The government is projecting to rein in the budget deficit back within 5 per cent of GDP by the 2024-25 fiscal from the current 5.5 per cent.
The budget deficit for the 2023-24 fiscal has been projected at 5.1 per cent, according to an official budget document.
The revised deficit in fiscal 2021-22 was 5.1 per cent.
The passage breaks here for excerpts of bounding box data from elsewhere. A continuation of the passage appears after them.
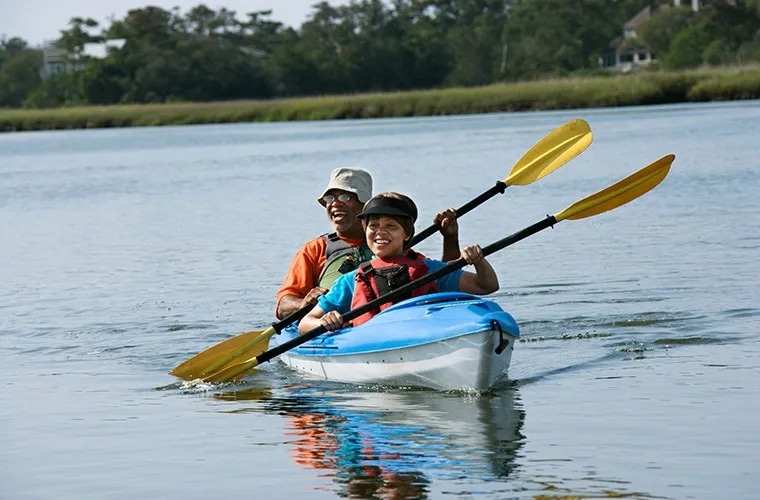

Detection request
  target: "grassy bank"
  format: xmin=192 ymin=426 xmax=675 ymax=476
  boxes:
xmin=0 ymin=66 xmax=760 ymax=132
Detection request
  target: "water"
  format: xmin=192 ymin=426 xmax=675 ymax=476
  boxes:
xmin=0 ymin=101 xmax=760 ymax=500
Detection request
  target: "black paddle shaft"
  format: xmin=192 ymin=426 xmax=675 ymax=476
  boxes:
xmin=256 ymin=215 xmax=557 ymax=364
xmin=406 ymin=181 xmax=507 ymax=248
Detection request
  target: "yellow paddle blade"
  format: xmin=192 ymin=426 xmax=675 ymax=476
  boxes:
xmin=169 ymin=326 xmax=276 ymax=380
xmin=504 ymin=119 xmax=593 ymax=186
xmin=203 ymin=354 xmax=267 ymax=384
xmin=554 ymin=154 xmax=676 ymax=222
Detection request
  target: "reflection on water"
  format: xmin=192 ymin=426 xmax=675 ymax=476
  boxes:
xmin=213 ymin=386 xmax=525 ymax=498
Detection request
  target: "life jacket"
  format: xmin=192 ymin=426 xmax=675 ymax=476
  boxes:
xmin=351 ymin=250 xmax=438 ymax=326
xmin=317 ymin=233 xmax=374 ymax=288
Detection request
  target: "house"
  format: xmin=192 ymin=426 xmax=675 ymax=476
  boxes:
xmin=599 ymin=0 xmax=736 ymax=73
xmin=40 ymin=39 xmax=125 ymax=78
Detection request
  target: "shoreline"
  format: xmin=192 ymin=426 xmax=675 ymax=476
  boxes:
xmin=0 ymin=65 xmax=760 ymax=132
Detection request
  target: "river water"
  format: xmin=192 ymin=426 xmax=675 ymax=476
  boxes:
xmin=0 ymin=101 xmax=760 ymax=500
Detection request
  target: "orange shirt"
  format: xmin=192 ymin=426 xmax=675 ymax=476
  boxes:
xmin=275 ymin=236 xmax=364 ymax=311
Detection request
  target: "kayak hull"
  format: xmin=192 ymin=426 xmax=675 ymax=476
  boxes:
xmin=274 ymin=293 xmax=519 ymax=391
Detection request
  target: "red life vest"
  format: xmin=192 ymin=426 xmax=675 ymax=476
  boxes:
xmin=351 ymin=250 xmax=438 ymax=326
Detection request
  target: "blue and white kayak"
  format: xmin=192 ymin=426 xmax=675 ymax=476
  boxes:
xmin=272 ymin=293 xmax=520 ymax=391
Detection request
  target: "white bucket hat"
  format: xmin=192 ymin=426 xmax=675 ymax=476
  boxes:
xmin=317 ymin=167 xmax=372 ymax=206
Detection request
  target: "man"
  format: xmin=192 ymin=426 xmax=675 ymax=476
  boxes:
xmin=275 ymin=167 xmax=460 ymax=319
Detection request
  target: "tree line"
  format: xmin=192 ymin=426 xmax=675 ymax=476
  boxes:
xmin=0 ymin=0 xmax=760 ymax=107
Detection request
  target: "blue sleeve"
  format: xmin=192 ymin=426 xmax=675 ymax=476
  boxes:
xmin=423 ymin=259 xmax=462 ymax=292
xmin=317 ymin=271 xmax=356 ymax=314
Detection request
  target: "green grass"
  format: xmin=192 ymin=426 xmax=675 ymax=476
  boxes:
xmin=0 ymin=65 xmax=760 ymax=132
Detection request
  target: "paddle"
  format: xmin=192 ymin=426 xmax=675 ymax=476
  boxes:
xmin=407 ymin=119 xmax=593 ymax=248
xmin=169 ymin=119 xmax=592 ymax=380
xmin=203 ymin=155 xmax=675 ymax=383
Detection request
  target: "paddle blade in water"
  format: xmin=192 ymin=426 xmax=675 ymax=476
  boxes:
xmin=203 ymin=356 xmax=267 ymax=384
xmin=554 ymin=154 xmax=676 ymax=222
xmin=169 ymin=327 xmax=275 ymax=380
xmin=504 ymin=119 xmax=593 ymax=186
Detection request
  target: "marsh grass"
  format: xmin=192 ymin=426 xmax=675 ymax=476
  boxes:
xmin=0 ymin=65 xmax=760 ymax=132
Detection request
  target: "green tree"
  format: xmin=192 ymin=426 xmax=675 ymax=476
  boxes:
xmin=0 ymin=37 xmax=42 ymax=107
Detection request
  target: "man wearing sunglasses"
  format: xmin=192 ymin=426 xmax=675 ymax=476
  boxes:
xmin=275 ymin=167 xmax=460 ymax=319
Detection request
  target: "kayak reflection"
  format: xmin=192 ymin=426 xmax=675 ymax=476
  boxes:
xmin=215 ymin=386 xmax=525 ymax=498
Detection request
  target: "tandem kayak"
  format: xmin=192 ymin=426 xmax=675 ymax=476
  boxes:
xmin=272 ymin=292 xmax=520 ymax=391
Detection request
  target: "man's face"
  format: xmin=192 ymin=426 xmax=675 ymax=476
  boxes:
xmin=322 ymin=189 xmax=364 ymax=234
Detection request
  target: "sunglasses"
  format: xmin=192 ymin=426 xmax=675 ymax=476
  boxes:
xmin=322 ymin=193 xmax=353 ymax=205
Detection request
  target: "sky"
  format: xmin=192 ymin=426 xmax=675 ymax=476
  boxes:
xmin=0 ymin=0 xmax=348 ymax=46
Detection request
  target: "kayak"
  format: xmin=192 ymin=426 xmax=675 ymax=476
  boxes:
xmin=272 ymin=292 xmax=520 ymax=391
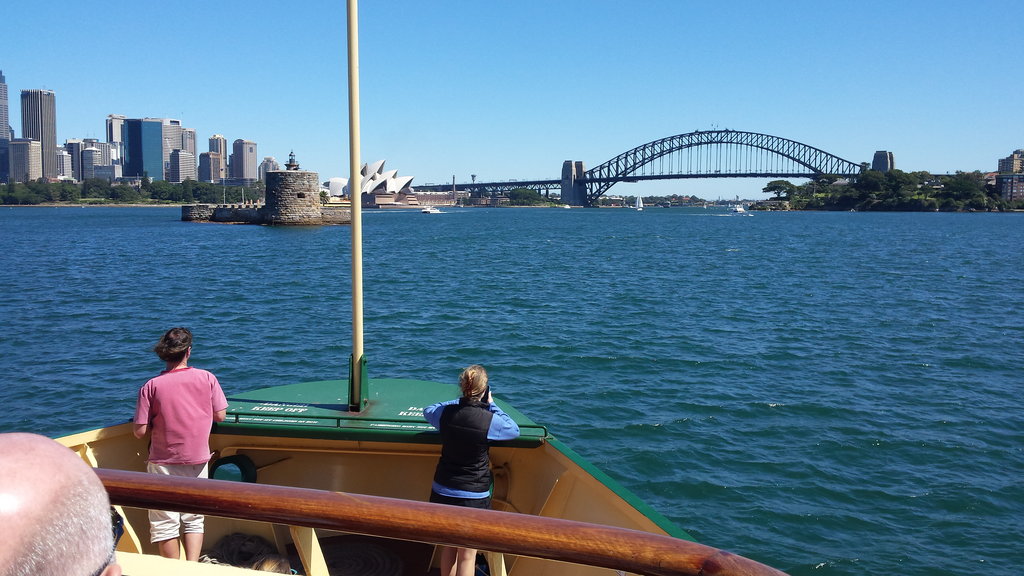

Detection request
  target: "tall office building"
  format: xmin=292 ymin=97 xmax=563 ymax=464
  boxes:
xmin=122 ymin=118 xmax=164 ymax=180
xmin=0 ymin=70 xmax=11 ymax=140
xmin=229 ymin=138 xmax=258 ymax=181
xmin=161 ymin=118 xmax=181 ymax=179
xmin=259 ymin=156 xmax=281 ymax=182
xmin=0 ymin=70 xmax=13 ymax=182
xmin=998 ymin=150 xmax=1024 ymax=174
xmin=210 ymin=134 xmax=229 ymax=181
xmin=22 ymin=90 xmax=58 ymax=178
xmin=57 ymin=147 xmax=78 ymax=180
xmin=106 ymin=114 xmax=127 ymax=164
xmin=199 ymin=152 xmax=224 ymax=182
xmin=79 ymin=147 xmax=104 ymax=180
xmin=181 ymin=128 xmax=199 ymax=158
xmin=167 ymin=150 xmax=196 ymax=183
xmin=10 ymin=138 xmax=41 ymax=182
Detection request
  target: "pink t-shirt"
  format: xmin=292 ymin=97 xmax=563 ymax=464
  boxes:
xmin=134 ymin=367 xmax=227 ymax=464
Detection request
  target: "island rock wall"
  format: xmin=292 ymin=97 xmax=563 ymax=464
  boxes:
xmin=181 ymin=170 xmax=352 ymax=225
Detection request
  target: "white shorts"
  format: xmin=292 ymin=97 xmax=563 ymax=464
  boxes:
xmin=145 ymin=462 xmax=209 ymax=542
The deficit for the 2020-21 fiscal was 3.7 per cent.
The current deficit remains higher than the norm before the outbreak of the Covid-19 pandemic: the deficit averaged 3.5 per cent of GDP in FY15-FY19.
According to the document, the size of the country’s GDP for the running 2022-23 fiscal is Tk44,49,959 crore.
It will be Tk 49,91,337 crore for the next 2023-24 fiscal while Tk 56,06,269 crore for the 2024-25 fiscal.
The document said that to mitigate the budget deficit the government will bank on internal resources.
In the running 2022-23, fiscal 3.3 per cent of the GDP will come from internal resources and 2.4 per cent of the GDP will come from the banking sector.
The external financing will contribute some 2.2 per cent of the GDP in the running fiscal, as per the document.
For the 2023-24 fiscal 2.9 per cent of the GDP will come from internal resources and 2.3 per cent of the GDP will be from the banking sector.
The external financing will contribute some 2.2 per cent of the GDP in the current fiscal.
For the 2024-25 fiscal 2.8 per cent of the GDP will come from internal resources and 2.3 per cent of the GDP will come from the banking sector.
The external financing will contribute some 2.3 per cent of the GDP in the running fiscal, as per the document, which says the economic activities of the country suffered a serious setback from March 2020 due to the Covid pandemic.
While the economy was turning around the time of the Russia-Ukraine war, the sanctions and counter-sanctions caused another blow to the recovery as the world economy stared at another recession.
The document mentioned that a potentially huge global supply-side shock may reduce growth and push up inflation, affecting the post-pandemic recovery.
Russia’s invasion of Ukraine and the economic sanctions on Russia that followed put global energy supplies at risk.
It mentioned that Russia supplies around 10 per cent of the world’s energy, including 17 per cent of its natural gas and 12 per cent of its oil.
The jump in oil and gas prices will add to industry costs and reduce consumers’ real income.
Record inflation is currently evident in several countries, including Bangladesh.
Twelve-month average inflation in the country was 5.6 per cent for FY21. Considering the inflation scenario of trade partners, the inflation projection for FY22 is as high as 5.8 per cent, and 5.6 per cent for FY23.
Meanwhile, point-to-point inflation is moving higher to 6.29 per cent on March 22 which was 5.56 per cent in the previous year.